Mellon Foundation Awards $6-Million Grant to Support Graduate Education in the Humanities
The Andrew W. Mellon Foundation has awarded the School of Arts and Sciences a grant of $6 million to support graduate education in the humanities. This endowment gift will significantly enhance financial aid for SAS graduate students in the humanities through fellowships as well as a new award program.
“Graduate student support is an investment not only in the future of academe but also in the future of society,” said Penn President Amy Gutmann. “The Mellon Foundation’s generous grant will allow us to increase our support of exceptional doctoral students doing humanistic scholarship at Penn, and help us sustain our commitment to the next generation of scholars and researchers.”
In the next few years, the Mellon gift will be used to provide continuing graduate students in the humanities support for summer stipends and dissertation research. In the future, the Mellon funds will also help launch a new award program—the Francis Hopkinson Fellowship—to recognize those top fourth- and fifth-year students pursuing humanities dissertation research.

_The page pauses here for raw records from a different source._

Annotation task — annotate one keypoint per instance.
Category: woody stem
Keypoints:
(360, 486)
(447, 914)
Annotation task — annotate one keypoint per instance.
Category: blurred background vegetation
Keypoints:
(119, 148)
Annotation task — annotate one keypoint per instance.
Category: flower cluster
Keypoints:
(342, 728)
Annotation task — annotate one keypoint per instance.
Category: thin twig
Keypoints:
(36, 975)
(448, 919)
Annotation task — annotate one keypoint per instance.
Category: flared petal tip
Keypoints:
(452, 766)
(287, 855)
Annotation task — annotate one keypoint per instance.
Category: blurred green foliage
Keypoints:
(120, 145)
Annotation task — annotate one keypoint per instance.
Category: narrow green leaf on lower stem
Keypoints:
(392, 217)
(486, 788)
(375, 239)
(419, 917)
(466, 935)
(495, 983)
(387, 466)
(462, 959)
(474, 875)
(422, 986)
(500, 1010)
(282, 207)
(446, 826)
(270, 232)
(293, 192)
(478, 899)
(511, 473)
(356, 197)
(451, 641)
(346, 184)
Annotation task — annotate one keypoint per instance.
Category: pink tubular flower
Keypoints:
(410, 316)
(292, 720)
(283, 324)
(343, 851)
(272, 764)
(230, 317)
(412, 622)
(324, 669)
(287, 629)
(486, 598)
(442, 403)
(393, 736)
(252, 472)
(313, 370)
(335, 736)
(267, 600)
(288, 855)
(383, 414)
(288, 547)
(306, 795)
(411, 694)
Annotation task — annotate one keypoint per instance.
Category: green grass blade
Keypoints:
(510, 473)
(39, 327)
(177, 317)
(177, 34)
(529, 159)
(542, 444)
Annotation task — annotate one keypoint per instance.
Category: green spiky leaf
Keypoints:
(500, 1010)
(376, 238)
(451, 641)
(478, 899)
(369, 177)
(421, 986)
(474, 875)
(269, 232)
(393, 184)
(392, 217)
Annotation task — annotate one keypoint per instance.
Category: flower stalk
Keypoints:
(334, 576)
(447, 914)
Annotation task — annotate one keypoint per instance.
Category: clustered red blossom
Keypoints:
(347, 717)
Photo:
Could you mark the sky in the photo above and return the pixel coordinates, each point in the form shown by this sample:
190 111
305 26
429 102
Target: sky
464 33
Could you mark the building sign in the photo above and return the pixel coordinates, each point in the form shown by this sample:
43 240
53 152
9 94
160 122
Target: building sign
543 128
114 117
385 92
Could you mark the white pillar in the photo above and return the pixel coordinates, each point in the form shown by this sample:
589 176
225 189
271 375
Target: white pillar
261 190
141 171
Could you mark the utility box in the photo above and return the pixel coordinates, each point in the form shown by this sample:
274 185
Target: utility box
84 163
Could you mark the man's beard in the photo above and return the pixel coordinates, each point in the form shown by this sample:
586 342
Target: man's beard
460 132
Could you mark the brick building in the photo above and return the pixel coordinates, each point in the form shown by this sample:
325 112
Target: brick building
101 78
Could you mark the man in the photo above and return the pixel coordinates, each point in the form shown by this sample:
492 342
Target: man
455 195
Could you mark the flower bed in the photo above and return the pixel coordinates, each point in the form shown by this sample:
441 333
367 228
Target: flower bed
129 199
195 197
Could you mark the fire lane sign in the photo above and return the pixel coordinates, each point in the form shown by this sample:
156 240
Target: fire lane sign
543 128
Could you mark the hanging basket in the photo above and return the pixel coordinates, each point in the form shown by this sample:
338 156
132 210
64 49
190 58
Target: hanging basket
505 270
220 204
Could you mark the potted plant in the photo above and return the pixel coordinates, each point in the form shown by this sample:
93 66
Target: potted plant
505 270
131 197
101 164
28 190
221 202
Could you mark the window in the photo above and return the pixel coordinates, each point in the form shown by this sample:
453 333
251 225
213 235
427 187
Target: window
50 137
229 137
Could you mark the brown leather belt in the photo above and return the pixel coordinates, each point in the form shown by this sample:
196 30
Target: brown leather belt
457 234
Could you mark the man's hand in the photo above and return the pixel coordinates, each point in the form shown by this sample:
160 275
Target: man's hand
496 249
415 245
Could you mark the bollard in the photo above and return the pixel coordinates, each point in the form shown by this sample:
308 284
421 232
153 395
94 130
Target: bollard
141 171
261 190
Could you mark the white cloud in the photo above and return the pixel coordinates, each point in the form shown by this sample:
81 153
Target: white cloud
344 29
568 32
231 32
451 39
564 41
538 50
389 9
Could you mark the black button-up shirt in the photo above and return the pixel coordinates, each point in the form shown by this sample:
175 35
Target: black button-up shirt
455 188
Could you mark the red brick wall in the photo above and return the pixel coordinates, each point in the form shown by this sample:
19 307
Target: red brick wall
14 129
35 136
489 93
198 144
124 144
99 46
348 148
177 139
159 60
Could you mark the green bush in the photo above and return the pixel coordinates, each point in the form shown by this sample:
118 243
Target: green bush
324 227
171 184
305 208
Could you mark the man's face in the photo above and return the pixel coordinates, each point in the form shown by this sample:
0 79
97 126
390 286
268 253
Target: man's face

“Outstanding graduate students are essential to the intellectual life of a great university,” said SAS Dean Rebecca Bushnell. “We are deeply grateful to the Mellon Foundation for this endowment support, which will help the School attract the very best of the next generation of humanities scholars, researchers and teachers.”
The Andrew W. Mellon Foundation makes long-term grants in a number of areas—including higher education and scholarship—to build, strengthen and sustain institutions and their core capacities. Previous initiatives the Foundation has supported at Penn include postdoctoral fellowships in the humanities, the Penn Program on Democracy, Citizenship and Constitutionalism and the Penn Humanities Forum.